Confined for almost the entirety in one single room (there is a short sequence in an adjoining bathroom), with the period of deliberation equally sharing the running time, it remains captivating from start to finish. It tells the story of a jury of twelve men who are instructed to retire to the jury room and deliberate the guilt or innocence of the defendant, a young boy who allegedly stabbed his father.
The case at first seems clear-cut, with the evidence strongly suggesting that the boy was guilty, but one man (Henry Fonda) opposes the other eleven jurors and declares that he believes it was not so simple. Angering some, but earning the respect of others, he then attempts to convince them that the boy could not be convicted on the basis that there was reasonable doubt to his guilt.
Tempers flair amidst the sweltering environment as these impatient and headstrong men verbally throw around their opinions, as the case is meticulously re-examined, and the evidence re-considered by Fonda's determined and unfazed protagonist. Sure enough, the votes begin to sway.
There was no requirement to even view the scenes from the courtroom. The way they are described and considered amongst the dialogued exchanges proves to be just as compelling.
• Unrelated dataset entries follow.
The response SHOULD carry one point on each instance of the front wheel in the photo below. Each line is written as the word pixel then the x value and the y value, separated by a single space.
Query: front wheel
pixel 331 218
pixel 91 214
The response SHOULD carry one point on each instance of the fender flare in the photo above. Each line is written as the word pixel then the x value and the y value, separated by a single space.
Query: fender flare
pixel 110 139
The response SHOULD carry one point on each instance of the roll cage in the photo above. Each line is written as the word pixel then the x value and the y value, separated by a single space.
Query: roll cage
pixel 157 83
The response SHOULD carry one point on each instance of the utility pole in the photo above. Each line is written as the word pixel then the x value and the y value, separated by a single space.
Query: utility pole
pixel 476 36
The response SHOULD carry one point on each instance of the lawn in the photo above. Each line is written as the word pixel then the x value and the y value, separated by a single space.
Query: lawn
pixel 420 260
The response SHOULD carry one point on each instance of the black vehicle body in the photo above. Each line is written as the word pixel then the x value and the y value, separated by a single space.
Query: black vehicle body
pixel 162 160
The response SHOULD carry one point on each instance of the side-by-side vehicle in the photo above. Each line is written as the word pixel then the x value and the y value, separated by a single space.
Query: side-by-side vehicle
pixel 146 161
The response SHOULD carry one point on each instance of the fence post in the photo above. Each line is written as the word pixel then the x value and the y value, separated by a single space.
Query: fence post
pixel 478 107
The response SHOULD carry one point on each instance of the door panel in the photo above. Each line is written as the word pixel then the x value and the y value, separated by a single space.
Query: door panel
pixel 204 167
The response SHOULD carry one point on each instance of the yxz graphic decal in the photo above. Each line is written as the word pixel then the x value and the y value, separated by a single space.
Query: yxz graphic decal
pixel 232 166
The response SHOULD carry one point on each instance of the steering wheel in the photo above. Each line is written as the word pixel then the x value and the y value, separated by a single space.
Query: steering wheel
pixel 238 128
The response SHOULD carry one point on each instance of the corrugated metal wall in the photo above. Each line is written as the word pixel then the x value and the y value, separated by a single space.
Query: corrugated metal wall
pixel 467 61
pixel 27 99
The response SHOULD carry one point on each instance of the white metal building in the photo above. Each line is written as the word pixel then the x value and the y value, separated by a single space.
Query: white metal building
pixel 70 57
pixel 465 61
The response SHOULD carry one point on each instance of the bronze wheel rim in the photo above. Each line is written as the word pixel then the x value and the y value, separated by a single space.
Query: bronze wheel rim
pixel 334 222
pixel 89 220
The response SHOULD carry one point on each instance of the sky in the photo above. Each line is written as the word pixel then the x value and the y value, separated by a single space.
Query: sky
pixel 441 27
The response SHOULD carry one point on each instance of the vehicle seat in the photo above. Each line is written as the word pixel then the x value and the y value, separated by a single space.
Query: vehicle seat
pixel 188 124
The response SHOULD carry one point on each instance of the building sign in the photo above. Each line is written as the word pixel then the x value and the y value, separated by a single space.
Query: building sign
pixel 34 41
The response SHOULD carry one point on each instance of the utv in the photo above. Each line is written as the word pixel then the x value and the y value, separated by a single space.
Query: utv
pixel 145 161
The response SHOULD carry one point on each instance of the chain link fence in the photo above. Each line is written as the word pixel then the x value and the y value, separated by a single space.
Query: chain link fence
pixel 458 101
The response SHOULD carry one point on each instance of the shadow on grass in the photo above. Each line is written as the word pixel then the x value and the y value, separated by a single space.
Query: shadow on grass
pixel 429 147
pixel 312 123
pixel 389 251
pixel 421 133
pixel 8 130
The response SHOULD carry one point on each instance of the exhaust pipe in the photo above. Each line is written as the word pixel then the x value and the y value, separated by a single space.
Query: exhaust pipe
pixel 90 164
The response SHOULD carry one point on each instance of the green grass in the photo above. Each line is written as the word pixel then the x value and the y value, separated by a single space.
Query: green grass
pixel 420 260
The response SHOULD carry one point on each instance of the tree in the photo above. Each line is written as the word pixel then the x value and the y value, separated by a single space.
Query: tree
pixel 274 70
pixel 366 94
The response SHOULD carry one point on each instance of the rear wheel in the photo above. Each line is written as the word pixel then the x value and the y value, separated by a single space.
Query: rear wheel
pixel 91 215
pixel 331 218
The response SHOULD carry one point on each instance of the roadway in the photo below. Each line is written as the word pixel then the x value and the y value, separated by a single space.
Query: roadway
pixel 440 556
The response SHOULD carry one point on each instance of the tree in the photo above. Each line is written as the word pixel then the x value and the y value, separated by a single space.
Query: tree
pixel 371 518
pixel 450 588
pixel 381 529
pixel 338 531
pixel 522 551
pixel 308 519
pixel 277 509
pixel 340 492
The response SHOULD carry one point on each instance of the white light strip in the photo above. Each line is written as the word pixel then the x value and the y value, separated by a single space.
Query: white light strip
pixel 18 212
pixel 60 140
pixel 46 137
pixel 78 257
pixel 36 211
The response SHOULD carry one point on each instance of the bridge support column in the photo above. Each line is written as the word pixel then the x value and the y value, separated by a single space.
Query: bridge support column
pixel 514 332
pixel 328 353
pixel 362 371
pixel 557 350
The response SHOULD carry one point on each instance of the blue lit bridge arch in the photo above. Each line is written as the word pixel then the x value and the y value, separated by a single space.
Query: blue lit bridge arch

The screenplay is wonderful, the characters beautifully written and the performances from the fine cast are impeccable.
The lengthy and complex conversations are also beautifully captured by Lumet's sweeping camera, as it circles the room often capturing multiple individual conversations one after another. A culturally significant achievement, 12 Angry Men is an established classic and an incredible debut feature from one of America's most talented and respected filmmakers.